A MARA Holdings lançou a Fundação MARA durante a conferência Bitcoin 2026 em Las Vegas, delineando uma estratégia para fortalecer a infraestrutura de longo prazo do Bitcoin por meio de iniciativas de segurança de rede, soberania e acessibilidade. A medida marca uma expansão do papel da empresa além das operações de mineração para funções mais amplas de suporte à rede, de acordo com declarações da empresa. Fred Thiel, presidente e CEO, afirmou que a posição da empresa em garantir a rede Bitcoin traz responsabilidade além da mineração operacional, ligando o trabalho da fundação à saúde de longo prazo do protocolo e não a resultados financeiros de curto prazo.
A recém-criada Fundação MARA se concentrará em pesquisa de protocolo, desenvolvimento de código aberto e infraestrutura de autocustódia. Ela também apoiará iniciativas de defesa de políticas públicas e esforços globais de educação relacionados ao uso do Bitcoin. No lançamento, a fundação se comprometeu com US$ 100.000 para serem distribuídos por meio de votação da comunidade, com a votação permanecendo aberta até 29 de abril por meio de canais online e do estande da conferência da empresa.
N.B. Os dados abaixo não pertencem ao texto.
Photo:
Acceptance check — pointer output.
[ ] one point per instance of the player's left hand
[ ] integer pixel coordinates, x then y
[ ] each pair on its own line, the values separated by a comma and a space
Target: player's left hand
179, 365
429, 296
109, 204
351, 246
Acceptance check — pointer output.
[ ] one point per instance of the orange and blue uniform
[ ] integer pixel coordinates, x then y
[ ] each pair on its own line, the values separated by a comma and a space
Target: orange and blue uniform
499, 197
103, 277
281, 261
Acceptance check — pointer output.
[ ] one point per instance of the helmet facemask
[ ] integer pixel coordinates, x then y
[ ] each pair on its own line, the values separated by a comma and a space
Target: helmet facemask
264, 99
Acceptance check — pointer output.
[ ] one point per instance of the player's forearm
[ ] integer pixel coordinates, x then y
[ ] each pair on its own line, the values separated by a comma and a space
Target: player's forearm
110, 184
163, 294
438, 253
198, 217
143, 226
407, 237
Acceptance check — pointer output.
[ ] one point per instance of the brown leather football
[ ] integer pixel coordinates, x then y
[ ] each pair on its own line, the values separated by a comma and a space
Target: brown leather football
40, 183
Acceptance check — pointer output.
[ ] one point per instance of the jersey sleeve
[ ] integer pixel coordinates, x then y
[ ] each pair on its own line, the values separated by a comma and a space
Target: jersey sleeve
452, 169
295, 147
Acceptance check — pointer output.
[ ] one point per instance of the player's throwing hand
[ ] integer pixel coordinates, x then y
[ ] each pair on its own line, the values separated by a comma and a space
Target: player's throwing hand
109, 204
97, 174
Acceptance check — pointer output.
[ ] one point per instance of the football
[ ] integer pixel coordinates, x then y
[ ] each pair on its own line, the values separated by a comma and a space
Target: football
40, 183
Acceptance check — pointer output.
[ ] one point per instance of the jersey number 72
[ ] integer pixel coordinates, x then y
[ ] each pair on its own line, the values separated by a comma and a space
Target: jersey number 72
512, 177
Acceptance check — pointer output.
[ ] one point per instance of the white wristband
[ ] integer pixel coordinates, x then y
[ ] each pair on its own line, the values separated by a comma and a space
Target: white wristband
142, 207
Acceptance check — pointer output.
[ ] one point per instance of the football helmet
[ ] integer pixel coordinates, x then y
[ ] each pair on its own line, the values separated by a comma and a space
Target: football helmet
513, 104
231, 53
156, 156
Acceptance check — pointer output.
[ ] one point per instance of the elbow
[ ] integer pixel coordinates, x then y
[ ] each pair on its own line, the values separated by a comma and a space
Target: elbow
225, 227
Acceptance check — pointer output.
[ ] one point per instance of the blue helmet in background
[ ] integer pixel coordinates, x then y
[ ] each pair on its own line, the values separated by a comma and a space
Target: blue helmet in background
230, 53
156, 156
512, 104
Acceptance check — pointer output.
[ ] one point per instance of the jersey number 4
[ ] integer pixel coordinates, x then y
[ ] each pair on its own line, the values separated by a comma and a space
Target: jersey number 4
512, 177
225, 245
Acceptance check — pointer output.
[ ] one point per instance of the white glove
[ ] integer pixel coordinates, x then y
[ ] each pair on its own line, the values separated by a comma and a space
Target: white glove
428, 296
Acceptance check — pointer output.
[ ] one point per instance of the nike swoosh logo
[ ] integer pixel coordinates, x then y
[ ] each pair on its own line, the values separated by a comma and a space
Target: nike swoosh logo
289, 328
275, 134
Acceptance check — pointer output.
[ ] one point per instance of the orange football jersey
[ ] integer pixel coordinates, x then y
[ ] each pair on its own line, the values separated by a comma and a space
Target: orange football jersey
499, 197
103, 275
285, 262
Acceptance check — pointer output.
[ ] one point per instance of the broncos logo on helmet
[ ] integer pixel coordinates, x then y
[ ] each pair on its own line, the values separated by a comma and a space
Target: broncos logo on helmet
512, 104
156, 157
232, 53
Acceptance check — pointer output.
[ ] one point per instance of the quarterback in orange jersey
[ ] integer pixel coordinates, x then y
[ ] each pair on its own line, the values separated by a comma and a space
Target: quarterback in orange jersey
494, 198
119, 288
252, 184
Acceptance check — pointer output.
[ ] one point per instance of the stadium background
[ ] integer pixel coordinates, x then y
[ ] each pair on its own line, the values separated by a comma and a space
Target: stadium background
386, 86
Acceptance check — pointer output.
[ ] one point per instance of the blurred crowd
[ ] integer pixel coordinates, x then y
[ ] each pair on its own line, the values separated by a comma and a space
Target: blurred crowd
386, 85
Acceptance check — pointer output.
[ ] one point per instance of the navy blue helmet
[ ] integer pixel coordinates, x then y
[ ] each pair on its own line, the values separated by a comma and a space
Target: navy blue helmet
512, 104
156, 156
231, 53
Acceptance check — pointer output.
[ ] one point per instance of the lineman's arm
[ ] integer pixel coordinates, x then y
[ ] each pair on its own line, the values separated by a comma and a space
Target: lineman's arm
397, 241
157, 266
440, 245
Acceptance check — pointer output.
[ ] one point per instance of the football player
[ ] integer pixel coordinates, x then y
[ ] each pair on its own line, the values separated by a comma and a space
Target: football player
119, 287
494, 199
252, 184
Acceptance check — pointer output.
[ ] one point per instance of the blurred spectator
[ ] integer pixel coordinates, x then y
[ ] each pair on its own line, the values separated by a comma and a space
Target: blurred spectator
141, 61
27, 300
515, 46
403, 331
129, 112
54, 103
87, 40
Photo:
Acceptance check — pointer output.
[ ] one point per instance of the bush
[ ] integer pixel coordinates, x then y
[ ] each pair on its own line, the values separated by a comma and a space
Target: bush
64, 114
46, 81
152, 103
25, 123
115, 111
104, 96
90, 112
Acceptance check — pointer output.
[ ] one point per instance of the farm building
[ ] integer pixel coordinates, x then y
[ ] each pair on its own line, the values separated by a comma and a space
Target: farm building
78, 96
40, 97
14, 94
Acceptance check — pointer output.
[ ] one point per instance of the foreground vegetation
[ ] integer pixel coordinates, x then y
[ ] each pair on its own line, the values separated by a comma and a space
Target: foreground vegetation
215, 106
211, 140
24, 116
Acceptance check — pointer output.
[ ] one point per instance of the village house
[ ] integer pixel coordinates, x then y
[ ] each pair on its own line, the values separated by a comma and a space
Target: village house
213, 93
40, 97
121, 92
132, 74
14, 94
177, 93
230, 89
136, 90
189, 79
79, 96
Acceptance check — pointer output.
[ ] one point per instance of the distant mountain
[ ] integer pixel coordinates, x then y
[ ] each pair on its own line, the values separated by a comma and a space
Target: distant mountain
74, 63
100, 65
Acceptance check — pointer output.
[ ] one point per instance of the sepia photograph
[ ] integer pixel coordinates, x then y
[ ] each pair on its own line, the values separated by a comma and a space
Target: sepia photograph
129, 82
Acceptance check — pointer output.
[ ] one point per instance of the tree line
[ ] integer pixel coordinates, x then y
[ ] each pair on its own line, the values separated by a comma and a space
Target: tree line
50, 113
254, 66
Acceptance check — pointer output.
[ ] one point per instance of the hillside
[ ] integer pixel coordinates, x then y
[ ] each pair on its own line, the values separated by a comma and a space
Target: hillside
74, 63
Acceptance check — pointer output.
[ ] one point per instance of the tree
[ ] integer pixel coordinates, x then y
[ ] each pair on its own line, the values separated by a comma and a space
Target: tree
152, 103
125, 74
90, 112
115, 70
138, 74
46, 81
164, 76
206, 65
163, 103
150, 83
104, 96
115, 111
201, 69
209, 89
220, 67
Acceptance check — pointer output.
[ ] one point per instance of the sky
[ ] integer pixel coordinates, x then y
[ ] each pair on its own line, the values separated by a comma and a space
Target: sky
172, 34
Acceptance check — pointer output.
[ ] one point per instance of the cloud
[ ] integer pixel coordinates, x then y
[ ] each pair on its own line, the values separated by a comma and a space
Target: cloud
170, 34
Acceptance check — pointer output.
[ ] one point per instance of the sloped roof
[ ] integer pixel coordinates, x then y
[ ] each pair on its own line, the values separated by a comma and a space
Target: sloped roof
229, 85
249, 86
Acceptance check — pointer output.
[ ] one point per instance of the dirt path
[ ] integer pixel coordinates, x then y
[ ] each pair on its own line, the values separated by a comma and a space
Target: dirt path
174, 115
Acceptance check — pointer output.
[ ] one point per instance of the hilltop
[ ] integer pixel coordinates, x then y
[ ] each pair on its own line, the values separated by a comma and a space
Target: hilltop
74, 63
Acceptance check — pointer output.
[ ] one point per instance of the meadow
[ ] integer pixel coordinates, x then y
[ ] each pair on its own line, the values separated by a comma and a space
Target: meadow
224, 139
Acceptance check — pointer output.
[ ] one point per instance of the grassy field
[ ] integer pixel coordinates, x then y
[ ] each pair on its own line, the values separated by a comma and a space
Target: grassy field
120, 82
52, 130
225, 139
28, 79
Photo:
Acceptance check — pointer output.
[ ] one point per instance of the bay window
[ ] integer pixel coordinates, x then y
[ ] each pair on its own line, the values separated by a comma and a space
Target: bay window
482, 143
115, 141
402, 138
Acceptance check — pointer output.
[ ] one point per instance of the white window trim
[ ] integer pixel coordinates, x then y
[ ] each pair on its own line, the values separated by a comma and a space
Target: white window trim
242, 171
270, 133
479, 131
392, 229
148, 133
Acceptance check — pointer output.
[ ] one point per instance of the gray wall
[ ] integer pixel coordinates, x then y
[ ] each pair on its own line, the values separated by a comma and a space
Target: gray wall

Três organizações estão sob consideração para financiamento: SateNet, a 256 Foundation e Libreria de Satoshi. De acordo com a fonte, cada grupo foca em aspectos diferentes do desenvolvimento do Bitcoin, incluindo conectividade, software de mineração e educação técnica. A iniciativa enfatiza resiliência de infraestrutura, incluindo pesquisa sobre riscos emergentes como ameaças relacionadas a computação quântica.
O lançamento da Fundação MARA ocorre após decisões recentes financeiras e operacionais na MARA Holdings. Em março, a empresa vendeu um total de 15.133 Bitcoins por aproximadamente US$ 1,1 bilhão, conforme destacado pela Cryptopolitan. Isso permitiu que a MARA recomprasse $1 billion em notas seniores conversíveis com vencimento em 2030 e 2031 com desconto, reduzindo sua dívida conversível em cerca de 30%.
A empresa também anunciou demissões que afetam cerca de 15% dos funcionários. Além disso, a MARA está investindo em infraestrutura de dados ao concluir uma aquisição majoritária da Exaion, uma empresa de data center de propriedade da EDF, e ao assinar um acordo com a Starwood para converter até 1 gigawatt de capacidade de mineração para processamento de IA.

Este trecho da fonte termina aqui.